Recipient’s address has been deactivated
Regular email verification cycles will identify non-functional addresses and invalid domains.
Domain name is invalid
Email blocked by recipient’s server
Improve engagement rate and sender reputation to avoid emails being rejected.
Your bounce rate is the percentage of total emails that were sent back by recipient servers. If you want to fly under the radar of spam filters, you should keep your combined bounce rate under 2%. A higher number of bounces will wreck your sender’s reputation and lead to even more bounces – a vicious cycle that runs your deliverability into the ground.
Key takeaways for improving your email deliverability
Email deliverability is an often overlooked aspect of email marketing. It can make or break even the best email marketing campaigns if not managed correctly.
Here are the key takeaways that will improve your email deliverability
- Avoid buying email lists. Recipients need to give you consent so you can send emails to them. If you buy email lists, you’re already violating GDPR. In the long run, the safest way is to build quality email lists using double opt-ins. Although a slower path, conversions and deliverability from it will be much higher.
- Protect your domain reputation by authenticating it. Before sending emails, configure DKIM, SPF, and DMARC, as these are prerequisites for high email deliverability.
- Verify email addresses to maintain list hygiene. Professionals change companies and email addresses. The ones that worked earlier may not work in the future. It’s smart to perform an email list audit every quarter, or even more often to ensure you have valid email addresses. Sending an email to an invalid address will result in a hard bounce, impacting the overall sender’s reputation and deliverability.
- Implement double opt-in at the time of sign-up. Double opt-in doesn’t directly increase your email deliverability but ensures that people from your email lists want to receive emails from you.
- Use an ESP to send emails from a business domain. Always send emails from business domains. It increases the sender’s credibility. Email services such as GSuite offer higher deliverability from the start.
- Craft interesting, non-generic subject lines. Use personalized and short subject lines that are on point and not misleading the recipient.
- Write spam-free copy in a tone that matches your brand. Avoid having spam and misleading words in your email copy since most email filters automatically scan through email copy and mark emails as spam if your email copy triggers spam filters.
- Use images and videos in moderation. Having interactive content in your emails is nice, but never overuse it. Make sure to limit the size of HTML to ensure the highest speed load of your emails.
- Swap out shortened URL links with CTA buttons. Shortened URLs in your copy could trigger spam filters. A safer way is to create CTA buttons that are easy to notice and track in your email copy.
- Use file links instead of attachments in emails. Attachments work only if you send them to people who expect attachments from you. For cold emails, don’t use attachments.
- Give users a clear unsubscribe option.

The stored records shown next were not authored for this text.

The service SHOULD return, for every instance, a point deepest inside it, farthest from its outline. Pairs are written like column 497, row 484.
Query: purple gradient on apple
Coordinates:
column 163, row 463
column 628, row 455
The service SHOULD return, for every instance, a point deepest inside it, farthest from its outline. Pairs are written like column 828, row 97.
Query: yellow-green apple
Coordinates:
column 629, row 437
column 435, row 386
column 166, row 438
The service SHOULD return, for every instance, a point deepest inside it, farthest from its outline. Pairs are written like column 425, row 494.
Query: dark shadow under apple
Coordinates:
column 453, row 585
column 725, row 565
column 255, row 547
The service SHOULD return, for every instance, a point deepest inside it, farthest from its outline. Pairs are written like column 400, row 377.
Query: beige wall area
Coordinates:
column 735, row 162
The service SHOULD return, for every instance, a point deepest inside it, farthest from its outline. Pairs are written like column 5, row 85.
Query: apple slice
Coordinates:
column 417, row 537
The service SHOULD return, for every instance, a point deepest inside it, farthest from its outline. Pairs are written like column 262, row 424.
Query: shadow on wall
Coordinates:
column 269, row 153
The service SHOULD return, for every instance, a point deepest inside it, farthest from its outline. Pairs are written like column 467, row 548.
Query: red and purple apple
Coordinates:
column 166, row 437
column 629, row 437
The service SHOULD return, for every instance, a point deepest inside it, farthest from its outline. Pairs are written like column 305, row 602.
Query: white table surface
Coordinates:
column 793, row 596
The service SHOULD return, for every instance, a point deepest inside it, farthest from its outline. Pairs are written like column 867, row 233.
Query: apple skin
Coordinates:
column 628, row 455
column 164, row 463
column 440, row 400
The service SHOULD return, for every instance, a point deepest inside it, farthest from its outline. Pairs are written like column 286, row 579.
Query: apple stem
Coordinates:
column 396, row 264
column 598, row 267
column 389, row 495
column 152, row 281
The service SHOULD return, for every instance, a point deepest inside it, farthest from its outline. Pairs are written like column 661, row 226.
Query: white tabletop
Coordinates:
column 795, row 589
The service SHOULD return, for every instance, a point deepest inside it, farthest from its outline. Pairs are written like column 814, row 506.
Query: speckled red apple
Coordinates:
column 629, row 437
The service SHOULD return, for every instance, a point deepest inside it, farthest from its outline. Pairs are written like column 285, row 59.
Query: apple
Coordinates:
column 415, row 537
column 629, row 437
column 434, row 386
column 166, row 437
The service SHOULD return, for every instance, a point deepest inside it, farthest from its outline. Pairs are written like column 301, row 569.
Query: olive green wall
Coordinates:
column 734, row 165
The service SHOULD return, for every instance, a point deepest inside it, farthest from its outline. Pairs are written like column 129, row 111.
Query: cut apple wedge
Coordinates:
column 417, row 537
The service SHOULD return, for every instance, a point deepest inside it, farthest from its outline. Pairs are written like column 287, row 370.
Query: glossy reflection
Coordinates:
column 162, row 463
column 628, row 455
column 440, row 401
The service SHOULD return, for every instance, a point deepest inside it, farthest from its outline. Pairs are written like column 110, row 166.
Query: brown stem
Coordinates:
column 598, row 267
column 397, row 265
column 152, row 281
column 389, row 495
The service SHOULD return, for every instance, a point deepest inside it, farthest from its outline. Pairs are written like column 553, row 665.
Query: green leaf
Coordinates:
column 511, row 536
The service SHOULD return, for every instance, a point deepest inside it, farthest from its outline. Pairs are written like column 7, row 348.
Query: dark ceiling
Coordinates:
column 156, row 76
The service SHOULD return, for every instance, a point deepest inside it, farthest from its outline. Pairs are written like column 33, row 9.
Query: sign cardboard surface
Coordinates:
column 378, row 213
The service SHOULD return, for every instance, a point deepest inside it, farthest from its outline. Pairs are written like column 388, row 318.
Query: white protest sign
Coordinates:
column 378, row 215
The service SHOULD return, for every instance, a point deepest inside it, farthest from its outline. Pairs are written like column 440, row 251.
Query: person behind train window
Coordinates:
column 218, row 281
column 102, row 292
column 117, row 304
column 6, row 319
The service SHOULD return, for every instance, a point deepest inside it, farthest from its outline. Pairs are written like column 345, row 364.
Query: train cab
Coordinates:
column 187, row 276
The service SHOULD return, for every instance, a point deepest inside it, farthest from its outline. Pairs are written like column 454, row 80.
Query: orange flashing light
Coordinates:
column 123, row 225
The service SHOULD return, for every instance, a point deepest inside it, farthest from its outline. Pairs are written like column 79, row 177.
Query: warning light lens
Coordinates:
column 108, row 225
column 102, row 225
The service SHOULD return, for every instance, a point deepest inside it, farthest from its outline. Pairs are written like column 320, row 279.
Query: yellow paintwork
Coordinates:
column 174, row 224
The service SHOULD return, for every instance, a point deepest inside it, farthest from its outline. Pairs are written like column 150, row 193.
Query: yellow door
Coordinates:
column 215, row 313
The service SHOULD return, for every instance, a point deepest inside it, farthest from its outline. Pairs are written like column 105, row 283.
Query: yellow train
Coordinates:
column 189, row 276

It’s better that users unsubscribe from your list than report you as a spammer. So make sure to have a visible unsubscribe button in line with the GDPR.

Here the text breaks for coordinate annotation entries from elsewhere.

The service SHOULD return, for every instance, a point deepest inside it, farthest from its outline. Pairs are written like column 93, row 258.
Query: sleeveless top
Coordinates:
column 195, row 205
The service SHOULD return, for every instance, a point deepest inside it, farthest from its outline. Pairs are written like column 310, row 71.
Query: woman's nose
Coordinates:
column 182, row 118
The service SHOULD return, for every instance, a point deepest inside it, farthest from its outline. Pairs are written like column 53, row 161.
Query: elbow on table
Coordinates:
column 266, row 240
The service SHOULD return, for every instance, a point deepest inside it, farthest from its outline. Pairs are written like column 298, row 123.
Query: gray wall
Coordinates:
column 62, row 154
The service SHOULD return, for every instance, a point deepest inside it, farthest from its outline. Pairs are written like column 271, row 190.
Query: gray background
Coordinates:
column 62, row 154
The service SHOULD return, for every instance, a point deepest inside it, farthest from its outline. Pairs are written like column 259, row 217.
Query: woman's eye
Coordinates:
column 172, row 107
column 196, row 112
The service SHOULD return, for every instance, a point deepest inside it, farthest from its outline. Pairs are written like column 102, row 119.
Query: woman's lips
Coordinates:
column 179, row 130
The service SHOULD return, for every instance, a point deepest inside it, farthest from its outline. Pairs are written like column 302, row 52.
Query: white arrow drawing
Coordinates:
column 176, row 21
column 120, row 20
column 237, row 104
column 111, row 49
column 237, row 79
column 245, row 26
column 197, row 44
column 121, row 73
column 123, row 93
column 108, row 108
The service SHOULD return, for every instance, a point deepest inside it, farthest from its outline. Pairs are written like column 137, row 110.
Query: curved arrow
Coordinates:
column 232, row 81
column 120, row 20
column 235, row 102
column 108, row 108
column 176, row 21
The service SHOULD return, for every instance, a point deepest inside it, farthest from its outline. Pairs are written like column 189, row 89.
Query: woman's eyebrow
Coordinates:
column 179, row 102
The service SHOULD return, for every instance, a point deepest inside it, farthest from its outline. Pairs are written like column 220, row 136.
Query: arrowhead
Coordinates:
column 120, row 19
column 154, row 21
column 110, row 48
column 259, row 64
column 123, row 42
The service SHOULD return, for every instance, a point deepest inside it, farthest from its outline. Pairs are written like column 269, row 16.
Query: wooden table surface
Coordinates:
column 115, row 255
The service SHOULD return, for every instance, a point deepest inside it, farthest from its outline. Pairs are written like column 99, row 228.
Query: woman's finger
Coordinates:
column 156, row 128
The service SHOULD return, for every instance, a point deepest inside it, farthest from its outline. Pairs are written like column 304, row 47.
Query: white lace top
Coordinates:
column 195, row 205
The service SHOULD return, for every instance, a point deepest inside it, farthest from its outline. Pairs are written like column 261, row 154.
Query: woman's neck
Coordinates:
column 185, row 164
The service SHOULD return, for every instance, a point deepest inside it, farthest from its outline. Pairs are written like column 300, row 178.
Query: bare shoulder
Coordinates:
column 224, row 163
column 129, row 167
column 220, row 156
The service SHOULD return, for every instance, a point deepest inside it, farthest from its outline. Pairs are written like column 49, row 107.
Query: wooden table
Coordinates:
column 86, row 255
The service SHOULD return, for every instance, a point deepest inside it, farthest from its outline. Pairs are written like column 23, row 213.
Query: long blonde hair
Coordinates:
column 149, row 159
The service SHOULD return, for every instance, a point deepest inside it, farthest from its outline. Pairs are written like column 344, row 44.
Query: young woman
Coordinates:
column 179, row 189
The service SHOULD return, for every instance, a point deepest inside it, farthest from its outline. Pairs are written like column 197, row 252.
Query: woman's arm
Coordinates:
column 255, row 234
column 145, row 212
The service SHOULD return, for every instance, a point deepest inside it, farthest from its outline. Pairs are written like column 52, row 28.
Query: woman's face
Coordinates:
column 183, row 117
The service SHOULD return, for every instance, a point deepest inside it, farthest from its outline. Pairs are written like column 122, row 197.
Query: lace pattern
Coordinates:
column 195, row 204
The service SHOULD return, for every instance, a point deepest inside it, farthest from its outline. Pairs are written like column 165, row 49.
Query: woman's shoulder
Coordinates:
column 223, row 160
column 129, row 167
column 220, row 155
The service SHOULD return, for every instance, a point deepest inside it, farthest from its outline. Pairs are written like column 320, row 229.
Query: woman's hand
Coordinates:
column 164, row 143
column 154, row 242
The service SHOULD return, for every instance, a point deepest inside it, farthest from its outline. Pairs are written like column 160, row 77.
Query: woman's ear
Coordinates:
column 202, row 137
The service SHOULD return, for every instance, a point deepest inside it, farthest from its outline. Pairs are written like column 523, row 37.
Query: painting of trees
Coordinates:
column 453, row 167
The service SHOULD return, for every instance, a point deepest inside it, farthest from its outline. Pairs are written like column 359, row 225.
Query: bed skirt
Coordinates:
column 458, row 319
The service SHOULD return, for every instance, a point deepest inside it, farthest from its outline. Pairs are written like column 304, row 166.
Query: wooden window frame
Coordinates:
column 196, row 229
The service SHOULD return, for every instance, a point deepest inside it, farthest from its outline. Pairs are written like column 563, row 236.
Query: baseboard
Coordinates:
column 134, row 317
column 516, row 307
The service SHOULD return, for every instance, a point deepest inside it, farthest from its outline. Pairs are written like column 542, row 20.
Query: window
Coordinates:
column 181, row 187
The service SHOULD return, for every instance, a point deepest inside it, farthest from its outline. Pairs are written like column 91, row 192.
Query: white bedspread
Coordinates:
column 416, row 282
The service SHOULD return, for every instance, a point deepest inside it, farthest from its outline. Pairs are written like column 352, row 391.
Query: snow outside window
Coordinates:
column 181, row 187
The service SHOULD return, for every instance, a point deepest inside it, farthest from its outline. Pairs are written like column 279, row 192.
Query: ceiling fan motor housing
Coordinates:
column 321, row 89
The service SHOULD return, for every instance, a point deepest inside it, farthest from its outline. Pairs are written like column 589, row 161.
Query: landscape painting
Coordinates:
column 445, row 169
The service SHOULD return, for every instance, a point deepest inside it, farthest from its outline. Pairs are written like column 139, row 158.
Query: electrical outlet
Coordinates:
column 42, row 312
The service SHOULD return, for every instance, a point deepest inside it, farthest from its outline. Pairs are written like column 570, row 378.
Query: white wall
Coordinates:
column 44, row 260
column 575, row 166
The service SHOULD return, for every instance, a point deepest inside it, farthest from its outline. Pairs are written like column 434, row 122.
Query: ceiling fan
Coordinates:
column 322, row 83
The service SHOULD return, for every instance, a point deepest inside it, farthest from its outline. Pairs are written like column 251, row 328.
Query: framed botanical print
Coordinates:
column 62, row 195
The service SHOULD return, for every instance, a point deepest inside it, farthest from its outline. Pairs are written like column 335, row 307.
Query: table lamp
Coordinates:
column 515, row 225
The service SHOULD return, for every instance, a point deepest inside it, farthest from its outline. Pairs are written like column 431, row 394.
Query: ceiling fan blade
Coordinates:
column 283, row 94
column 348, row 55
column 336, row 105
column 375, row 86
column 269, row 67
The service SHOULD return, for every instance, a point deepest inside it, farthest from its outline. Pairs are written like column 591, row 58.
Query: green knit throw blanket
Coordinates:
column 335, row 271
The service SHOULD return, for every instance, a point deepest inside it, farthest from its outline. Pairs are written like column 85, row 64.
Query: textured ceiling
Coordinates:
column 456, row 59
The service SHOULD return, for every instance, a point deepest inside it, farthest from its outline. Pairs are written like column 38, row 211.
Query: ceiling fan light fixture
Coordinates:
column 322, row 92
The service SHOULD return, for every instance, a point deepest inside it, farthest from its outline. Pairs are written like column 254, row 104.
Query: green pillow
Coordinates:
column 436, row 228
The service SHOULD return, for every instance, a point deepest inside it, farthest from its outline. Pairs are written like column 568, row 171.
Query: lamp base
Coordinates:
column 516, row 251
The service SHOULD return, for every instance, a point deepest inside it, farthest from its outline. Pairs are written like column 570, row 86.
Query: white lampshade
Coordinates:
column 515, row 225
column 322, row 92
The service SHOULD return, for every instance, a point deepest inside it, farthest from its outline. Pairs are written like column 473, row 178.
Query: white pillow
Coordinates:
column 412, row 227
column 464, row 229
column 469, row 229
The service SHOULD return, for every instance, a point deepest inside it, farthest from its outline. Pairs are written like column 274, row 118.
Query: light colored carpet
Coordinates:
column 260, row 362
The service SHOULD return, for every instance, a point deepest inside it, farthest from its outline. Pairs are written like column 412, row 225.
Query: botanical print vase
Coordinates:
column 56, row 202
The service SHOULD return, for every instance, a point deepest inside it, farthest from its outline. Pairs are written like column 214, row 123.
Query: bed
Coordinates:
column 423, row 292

- Always measure your email bounces. Nowadays, most email automation tools can measure email bounces. Make sure your bounce rates don’t exceed 2%. If that’s the case, pause all the campaigns and investigate the reason for the high email bounces. It can be many things, but most likely, you’re sending emails to outdated and invalid email addresses.
Change is inevitable
This is a long list of factors, but email deliverability is a sensitive metric. Even a slight tweak to your sending practices can bring phenomenal results. Implement them in your cold email campaigns one at a time, A/B testing all the while to keep track of what works for you and what doesn’t. With a regular sending schedule and quality email copy, it won’t be long before you start seeing real change.